# edit: need suggestions quick! red hot swollen ear!!



## newmum35

My son woke up today (well we noticed it shortly thereafter) with one of his ears very red, and him batting at/rubbint it (he is 2 1/2), it is swollen on the outer upper part. I'm suspecting maybe a bug bite, can't think of anything else.

anyone have any other ideas. Im guessing if it was from a bite it should be gone by tomorrow... its been there more than 8 hrs already but doesn't seem to bother him for the most part unless he thinks about it or I want to look at it. Every once in a while he rubs at it.
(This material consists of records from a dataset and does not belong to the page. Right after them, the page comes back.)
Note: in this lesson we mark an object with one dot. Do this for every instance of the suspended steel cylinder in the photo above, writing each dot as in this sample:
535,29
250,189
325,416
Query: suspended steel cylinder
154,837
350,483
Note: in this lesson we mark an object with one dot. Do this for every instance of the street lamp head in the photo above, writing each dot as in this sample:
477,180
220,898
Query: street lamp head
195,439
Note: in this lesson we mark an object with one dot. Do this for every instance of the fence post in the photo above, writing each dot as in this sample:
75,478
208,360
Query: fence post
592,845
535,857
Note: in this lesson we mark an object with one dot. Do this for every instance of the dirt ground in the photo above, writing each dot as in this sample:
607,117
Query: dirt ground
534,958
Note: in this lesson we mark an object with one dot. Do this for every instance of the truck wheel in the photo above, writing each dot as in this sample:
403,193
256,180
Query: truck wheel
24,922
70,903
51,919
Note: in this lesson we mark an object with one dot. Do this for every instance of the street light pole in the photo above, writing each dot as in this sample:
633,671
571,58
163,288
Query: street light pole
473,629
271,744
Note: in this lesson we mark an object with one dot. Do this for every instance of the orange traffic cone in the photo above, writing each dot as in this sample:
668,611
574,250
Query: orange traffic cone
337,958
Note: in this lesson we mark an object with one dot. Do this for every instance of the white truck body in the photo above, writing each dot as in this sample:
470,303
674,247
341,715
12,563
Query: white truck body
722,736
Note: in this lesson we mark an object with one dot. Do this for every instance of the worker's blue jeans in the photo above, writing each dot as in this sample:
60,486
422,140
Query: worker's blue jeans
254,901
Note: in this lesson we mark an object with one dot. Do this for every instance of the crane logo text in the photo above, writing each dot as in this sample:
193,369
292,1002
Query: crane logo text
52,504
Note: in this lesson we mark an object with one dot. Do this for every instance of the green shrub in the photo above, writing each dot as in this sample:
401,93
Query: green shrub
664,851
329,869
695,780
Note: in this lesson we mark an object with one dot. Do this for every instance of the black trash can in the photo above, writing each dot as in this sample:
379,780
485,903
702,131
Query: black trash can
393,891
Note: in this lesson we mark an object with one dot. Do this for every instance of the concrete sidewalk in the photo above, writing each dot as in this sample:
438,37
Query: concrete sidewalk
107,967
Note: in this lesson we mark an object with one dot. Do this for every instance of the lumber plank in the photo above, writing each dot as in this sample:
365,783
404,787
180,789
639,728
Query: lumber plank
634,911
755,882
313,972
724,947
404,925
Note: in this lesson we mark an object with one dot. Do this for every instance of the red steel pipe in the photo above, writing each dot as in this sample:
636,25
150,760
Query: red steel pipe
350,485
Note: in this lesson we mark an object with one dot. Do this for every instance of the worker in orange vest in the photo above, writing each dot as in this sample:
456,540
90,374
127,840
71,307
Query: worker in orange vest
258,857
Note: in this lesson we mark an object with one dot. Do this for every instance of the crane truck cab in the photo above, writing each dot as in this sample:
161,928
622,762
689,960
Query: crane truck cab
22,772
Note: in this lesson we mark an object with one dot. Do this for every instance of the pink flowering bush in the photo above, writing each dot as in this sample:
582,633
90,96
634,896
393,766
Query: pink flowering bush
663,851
Hes acting as usual today.

this ever happen to anyone else?

eta: Just got some photos uploaded here


----------



## newmum35

Yikes! I think it is getting worse and I may call the dr soon. Working on some photos. I see 2 "dimples" in the swollen part, where I suspect something bit! Im guessing a spider... don't know.

any home remedies for spider bites?? or whatever it was?!? Its clearly worse tonight that earlier. Should I be putting ice? It is red, hot, swollen and getting worse, first noticed this about 10 hrs ago.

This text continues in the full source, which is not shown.